Ко всему сказанному следует добавить постоянную готовность С.А. помогать талантливой молодёжи, особенно в трудные времена. Конечно же, это тоже внушало уважение.

Андрей Андреевич Марков, как могут подтвердить многие свидетели, был человеком острого, опасно саркастического ума. Он был постоянно готов к розыгрышу, талантливой мистификации, не всегда даже вполне безобидным. Тем приятнее было наблюдать его неизменно тёплое, уважительное отношение к С.А. Мне вспоминается забавный инцидент на одной из лекций Маркова по конструктивной логике в начале 60-х годов. С.А., как всегда, сидела в первом ряду и тщательно записывала происходившее в большую тетрадь. По какому-то поводу возникла небольшая дискуссия между С.А. и А.А. «Но Андрей Андреевич, Вы должны слушать меня. В конце концов, я старше», – сказала С.А. «Ну, знаете ли, Софья Александровна... – улыбнулся в ответ А.А. – Всё же Вы не должны использовать такой аргумент против меня. Вы могли бы найти кого-нибудь помоложе...» С этими словами А.А. принялся шарить глазами по аудитории, явно подыскивая жертву. Я был преступно молод в те дни и притаился, как мог, в своём заднем ряду. А.А. в конце концов нашёл в качестве искомого примера кого-то ещё...
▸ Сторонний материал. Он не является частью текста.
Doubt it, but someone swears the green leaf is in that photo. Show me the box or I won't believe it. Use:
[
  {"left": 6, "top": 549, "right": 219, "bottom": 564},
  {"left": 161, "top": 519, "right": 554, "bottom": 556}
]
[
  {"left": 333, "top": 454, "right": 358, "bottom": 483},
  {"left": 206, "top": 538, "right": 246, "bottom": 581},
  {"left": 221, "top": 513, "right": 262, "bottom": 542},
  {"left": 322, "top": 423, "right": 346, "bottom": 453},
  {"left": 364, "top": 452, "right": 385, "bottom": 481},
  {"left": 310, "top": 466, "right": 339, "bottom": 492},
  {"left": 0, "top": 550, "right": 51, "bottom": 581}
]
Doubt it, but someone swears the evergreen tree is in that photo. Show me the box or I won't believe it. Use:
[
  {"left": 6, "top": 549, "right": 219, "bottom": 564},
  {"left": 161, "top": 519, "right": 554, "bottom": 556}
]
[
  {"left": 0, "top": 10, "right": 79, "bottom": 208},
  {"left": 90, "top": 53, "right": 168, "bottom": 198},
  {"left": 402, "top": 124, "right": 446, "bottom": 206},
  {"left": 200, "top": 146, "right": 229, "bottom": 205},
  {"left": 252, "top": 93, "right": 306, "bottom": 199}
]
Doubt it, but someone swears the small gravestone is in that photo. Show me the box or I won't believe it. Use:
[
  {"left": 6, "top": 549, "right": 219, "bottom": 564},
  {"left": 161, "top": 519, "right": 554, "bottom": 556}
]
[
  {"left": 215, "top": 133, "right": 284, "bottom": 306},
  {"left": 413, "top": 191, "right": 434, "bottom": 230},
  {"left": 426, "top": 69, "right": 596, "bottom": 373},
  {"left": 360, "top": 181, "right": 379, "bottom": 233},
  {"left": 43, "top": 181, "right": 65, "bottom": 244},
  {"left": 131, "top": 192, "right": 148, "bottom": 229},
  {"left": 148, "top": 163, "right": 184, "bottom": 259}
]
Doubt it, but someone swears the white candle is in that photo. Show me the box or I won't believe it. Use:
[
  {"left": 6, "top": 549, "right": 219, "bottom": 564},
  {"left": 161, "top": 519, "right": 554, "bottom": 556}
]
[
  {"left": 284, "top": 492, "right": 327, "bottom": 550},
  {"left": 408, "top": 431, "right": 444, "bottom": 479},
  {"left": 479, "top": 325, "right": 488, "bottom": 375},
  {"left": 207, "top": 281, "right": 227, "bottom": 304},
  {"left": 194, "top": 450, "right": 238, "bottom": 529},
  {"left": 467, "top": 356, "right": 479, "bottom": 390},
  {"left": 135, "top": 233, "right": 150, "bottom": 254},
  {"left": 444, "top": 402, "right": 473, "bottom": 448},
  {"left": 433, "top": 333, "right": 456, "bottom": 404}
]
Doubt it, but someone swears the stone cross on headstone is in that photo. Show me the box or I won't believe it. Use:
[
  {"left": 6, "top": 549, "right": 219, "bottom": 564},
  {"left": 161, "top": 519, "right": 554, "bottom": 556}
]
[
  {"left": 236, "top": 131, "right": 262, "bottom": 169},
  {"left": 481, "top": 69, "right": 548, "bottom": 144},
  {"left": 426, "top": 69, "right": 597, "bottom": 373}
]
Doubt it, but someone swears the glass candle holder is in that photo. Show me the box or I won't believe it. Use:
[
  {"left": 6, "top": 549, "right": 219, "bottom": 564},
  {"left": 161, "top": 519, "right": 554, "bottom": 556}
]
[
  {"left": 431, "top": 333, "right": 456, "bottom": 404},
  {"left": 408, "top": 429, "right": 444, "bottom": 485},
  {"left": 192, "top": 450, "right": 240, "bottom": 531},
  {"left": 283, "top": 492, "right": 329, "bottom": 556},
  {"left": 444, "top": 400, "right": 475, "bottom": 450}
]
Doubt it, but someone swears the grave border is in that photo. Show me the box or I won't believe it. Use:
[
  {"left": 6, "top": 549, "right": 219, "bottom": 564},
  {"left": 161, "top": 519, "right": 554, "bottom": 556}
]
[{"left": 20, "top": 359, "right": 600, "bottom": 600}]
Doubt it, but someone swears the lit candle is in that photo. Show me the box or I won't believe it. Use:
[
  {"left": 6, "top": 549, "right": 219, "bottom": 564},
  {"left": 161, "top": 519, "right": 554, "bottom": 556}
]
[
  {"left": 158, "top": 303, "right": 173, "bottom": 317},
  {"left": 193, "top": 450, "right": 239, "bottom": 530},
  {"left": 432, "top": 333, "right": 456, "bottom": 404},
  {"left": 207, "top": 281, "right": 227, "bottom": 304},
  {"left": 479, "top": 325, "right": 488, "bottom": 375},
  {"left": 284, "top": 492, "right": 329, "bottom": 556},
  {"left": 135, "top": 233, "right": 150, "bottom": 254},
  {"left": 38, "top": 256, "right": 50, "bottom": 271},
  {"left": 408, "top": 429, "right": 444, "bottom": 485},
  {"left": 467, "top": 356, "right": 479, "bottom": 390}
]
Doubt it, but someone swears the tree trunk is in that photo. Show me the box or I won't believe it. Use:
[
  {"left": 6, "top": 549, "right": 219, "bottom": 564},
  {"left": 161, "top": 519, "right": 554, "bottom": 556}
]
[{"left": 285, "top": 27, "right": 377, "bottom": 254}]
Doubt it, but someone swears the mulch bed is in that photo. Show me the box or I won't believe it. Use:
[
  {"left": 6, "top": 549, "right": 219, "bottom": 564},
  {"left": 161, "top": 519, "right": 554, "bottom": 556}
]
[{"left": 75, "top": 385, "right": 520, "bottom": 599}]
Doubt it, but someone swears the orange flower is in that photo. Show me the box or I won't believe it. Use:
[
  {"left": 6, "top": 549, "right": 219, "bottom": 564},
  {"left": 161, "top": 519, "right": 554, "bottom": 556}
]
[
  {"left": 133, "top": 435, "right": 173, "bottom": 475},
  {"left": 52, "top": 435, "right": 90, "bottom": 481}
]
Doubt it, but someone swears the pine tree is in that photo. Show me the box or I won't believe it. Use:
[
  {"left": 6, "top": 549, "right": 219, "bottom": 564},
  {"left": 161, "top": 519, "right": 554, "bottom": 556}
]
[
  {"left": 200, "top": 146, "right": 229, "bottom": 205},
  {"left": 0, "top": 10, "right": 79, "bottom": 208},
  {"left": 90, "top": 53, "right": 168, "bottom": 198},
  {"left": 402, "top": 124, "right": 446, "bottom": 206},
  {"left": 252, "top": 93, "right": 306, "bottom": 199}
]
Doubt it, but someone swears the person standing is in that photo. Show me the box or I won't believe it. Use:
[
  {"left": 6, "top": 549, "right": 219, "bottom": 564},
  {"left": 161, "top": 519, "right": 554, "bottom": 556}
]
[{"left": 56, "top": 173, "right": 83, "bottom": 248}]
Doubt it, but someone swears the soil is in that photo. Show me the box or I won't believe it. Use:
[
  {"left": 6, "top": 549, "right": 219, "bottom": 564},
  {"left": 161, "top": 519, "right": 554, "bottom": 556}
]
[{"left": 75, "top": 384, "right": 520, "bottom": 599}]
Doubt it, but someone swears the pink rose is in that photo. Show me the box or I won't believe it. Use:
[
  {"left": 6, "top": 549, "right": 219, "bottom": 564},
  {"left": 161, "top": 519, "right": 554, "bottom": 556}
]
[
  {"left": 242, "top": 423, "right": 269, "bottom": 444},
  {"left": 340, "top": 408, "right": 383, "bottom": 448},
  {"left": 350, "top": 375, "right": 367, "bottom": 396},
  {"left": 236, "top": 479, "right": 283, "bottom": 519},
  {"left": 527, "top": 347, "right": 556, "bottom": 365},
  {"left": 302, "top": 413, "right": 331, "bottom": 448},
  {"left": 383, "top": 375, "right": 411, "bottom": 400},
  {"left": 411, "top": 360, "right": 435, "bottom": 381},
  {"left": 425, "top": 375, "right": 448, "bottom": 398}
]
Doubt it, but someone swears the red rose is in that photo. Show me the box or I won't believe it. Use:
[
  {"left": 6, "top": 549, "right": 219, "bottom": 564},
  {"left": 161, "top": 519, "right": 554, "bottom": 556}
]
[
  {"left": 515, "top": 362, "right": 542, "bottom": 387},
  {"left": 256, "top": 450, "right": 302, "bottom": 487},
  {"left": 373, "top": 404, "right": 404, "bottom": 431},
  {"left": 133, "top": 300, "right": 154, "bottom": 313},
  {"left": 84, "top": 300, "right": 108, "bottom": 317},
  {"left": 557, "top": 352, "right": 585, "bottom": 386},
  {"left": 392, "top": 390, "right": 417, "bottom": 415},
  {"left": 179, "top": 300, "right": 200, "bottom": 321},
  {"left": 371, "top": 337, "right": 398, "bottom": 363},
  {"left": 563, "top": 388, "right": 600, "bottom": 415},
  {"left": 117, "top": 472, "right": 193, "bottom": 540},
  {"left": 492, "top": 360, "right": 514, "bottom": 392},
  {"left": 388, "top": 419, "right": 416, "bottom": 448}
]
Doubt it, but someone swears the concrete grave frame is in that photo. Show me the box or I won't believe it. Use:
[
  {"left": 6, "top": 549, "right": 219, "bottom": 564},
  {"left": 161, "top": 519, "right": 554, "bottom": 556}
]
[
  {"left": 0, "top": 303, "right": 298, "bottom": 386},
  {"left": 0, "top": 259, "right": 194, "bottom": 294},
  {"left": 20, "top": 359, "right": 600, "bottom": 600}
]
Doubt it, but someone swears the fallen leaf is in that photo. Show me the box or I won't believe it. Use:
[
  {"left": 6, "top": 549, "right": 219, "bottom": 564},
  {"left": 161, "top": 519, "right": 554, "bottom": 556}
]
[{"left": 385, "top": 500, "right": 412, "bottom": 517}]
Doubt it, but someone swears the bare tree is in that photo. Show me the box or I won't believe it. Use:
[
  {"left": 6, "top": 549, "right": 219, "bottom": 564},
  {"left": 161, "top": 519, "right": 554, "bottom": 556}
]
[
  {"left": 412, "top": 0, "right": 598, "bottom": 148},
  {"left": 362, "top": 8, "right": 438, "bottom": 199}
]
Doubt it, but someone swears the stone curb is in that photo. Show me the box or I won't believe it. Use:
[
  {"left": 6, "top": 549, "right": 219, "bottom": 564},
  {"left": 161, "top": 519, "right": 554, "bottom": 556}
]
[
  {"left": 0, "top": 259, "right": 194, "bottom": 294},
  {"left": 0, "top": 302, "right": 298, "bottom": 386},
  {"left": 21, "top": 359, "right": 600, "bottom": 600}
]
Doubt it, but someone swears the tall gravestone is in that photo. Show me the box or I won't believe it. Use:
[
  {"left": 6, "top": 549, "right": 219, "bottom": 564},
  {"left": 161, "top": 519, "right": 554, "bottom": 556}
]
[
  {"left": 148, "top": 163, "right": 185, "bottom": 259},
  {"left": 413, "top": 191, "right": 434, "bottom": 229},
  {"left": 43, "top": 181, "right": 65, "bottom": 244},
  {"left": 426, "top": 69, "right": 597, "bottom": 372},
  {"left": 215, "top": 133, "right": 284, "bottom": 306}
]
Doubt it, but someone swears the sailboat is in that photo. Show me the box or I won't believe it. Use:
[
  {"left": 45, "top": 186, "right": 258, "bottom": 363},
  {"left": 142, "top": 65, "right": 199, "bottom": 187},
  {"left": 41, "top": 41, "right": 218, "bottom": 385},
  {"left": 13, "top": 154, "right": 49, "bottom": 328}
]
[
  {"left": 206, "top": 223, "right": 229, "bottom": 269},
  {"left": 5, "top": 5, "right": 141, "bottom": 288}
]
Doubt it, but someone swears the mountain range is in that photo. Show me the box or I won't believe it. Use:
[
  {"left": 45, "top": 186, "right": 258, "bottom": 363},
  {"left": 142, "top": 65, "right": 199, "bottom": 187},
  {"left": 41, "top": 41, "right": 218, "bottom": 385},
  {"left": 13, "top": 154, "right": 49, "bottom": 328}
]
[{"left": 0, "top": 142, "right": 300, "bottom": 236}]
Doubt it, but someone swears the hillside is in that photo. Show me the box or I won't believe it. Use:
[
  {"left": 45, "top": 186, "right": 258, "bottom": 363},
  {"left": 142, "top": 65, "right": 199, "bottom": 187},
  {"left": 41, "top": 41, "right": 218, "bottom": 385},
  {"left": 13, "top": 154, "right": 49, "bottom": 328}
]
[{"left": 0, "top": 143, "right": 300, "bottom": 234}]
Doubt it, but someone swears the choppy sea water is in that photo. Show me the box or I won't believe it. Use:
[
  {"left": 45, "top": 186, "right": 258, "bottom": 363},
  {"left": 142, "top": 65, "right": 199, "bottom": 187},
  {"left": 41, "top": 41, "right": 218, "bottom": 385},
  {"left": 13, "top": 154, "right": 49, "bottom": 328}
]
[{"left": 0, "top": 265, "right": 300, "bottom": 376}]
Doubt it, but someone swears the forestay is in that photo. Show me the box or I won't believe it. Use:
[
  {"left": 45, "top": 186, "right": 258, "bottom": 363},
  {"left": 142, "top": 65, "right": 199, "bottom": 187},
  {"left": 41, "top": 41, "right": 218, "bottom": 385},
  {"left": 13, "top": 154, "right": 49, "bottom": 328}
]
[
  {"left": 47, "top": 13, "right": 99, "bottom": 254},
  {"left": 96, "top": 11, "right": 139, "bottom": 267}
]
Зимой 1966 года Андрей Андреевич пригласил меня присоединиться к группе коллег и поехать на день рождения С.А. Она жила тогда на даче. Мы вышли из поезда на платформе «42-й км» Казанской ж.д. Был великолепный зимний день – холодный, ясный, чистый. Мы долго блуждали по пустынным в это время года улицам дачного посёлка, засыпанным великолепным чистым подмосковным снегом, в который глядели обледеневшие сосны. Наконец, нашли деревянный дом с тёплыми огнями в окнах. Последовавший дружеский вечер навсегда запомнился мне. Всем было хорошо за столом С.А., для каждого нашла она ласковое слово. В тот вечер я впервые услышал стихи А.А. Он прочёл (лучше сказать исполнил) их по просьбе Софьи Александровны. К несчастью, этот день рождения оказался последним. С.А. никогда не отличалась крепким здоровьем. В течение многих лет она страдала тяжёлой формой сахарного диабета. И частная её жизнь простой тоже не была. Сын её был психически нездоров, и в последние годы ей приходилось приводить его с собою на лекции и семинары (по-видимому, нельзя было оставлять его одного). Однажды он ускользнул из-под опёки матери и спрятался в мужском туалете. С.А. попросила меня найти его и привести назад. Печальная, трагическая ситуация... Насколько мне известно, сын покончил жизнь самоубийством вскоре после смерти С.А.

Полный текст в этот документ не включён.